The role of a good management company is to find the right tenant, check they can afford the property and have the property rented out as stress free for the owner as possible. A good management company can be the salt of the earth, you’ll only ever notice the management company when you have a bad one!
7. Mortgage costs
The rental income after ground rent and service charge is what is considered in the industry as ‘net rental income’.
For our net position we should look at what rental income we have left after service charge, ground rent, management fees and mortgage.
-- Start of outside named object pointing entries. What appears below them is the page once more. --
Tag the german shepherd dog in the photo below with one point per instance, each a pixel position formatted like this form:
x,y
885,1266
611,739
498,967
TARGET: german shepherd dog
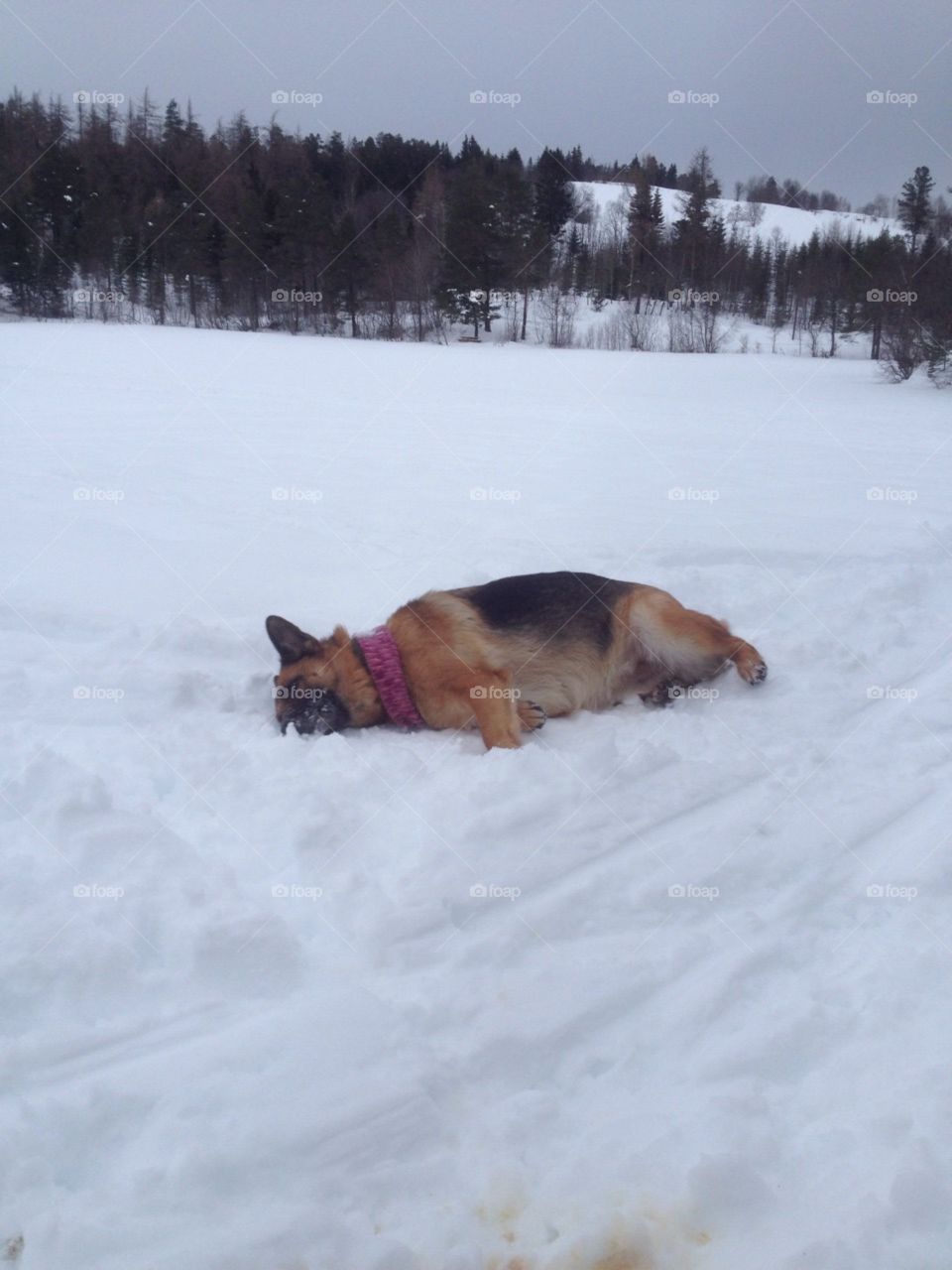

If we are still getting some income that we can tax in the first year we are doing great.
Remember over time rent will increase much more than any of these costs and improve your profit year on year.
With a mortgage most investors will look at interest only to keep costs down and much more control over how your money is spent however your broker can help you with this decision.
8. TAX
We can’t talk investments without talking Tax. I once asked my accountant the best way to pay less tax, he answered straight faced with “earn less money!” The truth is that if you are paying a lot of tax you are making a lot of money. Regardless of where we invest our money there is a tax implication to it all.
There’s no need for this to be complex, simply put you will need to pay taxes on your profits like with any business.
Great tax advise can help you out significantly when you grow your portfolio. Equally having your properties in a company can help a lot.
Don’t forget your taxes when we look at your final net position.
ALL IN ALL
All in, there are a lot of costs to consider before and during purchase. Stamp duty can be painful but with property doubling in price every 10 years or so there is no reason why you shouldn’t still be making some of the best investments you ever have in property.
Look at medium to long term returns and you will tend to protect yourself a lot better than needing very fast returns. Take as much advise as you can, but do not confuse yourself overly with what is a really simple investment type.
Speak to an advisor at Baron & Cabot and get an idea of what sort of investment you would need to make and the returns you should get. If a property doubles every 10 years, and you only invest 25% in each one, your investment doubles every 2.5 years, this in an investment type that you are familiar with.
The starting point before any property investment should always be planning what you can afford.